---
title: "WDL Model"
output: rmarkdown::html_vignette
vignette: >
%\VignetteIndexEntry{WDL Model}
%\VignetteEngine{knitr::rmarkdown}
%\VignetteEncoding{UTF-8}
---
```{r, include = FALSE}
knitr::opts_chunk$set(
collapse = TRUE,
comment = "#>"
)
```
```{r setup}
library(rwig) |> suppressPackageStartupMessages()
```
Let's say we have some documents as character vectors,
and we want to discover the underlying topics.

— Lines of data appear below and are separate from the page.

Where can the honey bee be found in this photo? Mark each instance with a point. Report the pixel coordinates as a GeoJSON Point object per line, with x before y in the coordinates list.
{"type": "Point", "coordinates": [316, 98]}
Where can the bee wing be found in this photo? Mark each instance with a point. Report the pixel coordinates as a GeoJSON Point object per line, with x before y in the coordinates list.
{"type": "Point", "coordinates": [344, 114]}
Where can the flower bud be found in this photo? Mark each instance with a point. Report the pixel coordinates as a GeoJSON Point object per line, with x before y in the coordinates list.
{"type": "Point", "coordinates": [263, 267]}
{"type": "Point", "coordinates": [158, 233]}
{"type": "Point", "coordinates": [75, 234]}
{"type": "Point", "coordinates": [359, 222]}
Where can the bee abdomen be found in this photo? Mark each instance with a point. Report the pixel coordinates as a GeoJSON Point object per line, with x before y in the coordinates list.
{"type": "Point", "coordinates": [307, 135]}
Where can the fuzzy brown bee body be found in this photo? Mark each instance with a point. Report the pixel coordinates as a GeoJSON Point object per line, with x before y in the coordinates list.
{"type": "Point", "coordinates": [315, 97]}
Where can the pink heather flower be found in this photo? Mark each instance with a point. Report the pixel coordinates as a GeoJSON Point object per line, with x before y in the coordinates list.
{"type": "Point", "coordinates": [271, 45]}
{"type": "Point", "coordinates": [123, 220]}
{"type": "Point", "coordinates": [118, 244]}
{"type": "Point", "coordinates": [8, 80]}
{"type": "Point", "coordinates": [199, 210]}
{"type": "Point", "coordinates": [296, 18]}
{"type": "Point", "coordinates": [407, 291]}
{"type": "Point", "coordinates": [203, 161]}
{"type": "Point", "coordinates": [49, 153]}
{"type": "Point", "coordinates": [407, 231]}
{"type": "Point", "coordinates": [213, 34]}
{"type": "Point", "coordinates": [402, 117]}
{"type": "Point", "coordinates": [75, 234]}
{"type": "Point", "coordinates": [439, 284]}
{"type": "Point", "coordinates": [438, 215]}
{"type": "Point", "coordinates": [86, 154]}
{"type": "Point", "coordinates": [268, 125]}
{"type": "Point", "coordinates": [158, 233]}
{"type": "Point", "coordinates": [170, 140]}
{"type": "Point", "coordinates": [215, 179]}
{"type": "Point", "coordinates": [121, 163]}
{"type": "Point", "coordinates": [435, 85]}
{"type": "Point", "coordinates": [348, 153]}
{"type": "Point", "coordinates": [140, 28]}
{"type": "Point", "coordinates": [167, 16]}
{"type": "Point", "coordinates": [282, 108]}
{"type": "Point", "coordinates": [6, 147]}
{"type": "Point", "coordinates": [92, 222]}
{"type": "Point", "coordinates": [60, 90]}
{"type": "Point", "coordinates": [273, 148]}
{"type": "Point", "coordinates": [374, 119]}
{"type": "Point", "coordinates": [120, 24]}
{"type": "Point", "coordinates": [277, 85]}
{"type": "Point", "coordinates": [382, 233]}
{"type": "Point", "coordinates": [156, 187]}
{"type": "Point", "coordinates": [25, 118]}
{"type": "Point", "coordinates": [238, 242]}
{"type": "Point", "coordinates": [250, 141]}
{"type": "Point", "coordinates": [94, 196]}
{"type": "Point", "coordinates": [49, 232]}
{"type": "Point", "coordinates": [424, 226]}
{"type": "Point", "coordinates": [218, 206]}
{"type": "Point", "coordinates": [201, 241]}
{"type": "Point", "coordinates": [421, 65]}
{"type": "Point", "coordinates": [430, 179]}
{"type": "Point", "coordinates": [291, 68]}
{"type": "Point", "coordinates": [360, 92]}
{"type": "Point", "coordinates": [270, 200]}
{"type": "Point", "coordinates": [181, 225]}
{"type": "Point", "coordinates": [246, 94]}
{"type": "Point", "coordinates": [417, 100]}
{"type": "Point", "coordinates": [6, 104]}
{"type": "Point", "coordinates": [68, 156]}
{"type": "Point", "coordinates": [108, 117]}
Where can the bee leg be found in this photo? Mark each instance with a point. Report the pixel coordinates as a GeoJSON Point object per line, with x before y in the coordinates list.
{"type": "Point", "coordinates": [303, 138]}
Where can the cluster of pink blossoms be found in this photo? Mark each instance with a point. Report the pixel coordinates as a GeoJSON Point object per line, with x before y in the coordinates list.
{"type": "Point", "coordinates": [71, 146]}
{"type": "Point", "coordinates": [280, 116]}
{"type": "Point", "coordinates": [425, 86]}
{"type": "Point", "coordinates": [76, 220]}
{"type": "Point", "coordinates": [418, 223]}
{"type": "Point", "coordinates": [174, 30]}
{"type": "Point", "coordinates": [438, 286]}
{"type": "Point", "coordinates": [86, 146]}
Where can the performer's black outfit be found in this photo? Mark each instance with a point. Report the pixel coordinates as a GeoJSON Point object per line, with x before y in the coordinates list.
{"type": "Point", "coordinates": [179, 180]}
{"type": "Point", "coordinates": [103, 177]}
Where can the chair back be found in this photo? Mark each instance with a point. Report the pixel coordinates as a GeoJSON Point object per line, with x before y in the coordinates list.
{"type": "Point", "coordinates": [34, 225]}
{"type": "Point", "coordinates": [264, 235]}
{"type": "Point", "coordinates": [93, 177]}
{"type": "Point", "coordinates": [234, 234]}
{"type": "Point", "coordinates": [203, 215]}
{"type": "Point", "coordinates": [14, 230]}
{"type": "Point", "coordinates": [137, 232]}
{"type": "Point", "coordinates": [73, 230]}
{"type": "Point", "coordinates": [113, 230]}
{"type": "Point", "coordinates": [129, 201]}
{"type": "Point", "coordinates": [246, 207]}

This is called "topic modeling", and Latent Dirichlet Allocation (LDA)
is probably the most famous among all of topic models.
Here, we consider the Wasserstein Dicionary Learning (WDL) model.
```{r}
# a very simple example
sentences <- c("this is a sentence", "this is another one", "yet another sentence")
wdl_fit <- wdl(sentences, specs = wdl_specs(
wdl_control = list(num_topics = 2),
word2vec_control = list(min_count = 1)
))
wdl_fit
```
We can see from the topics that they are vectors of the tokens (words)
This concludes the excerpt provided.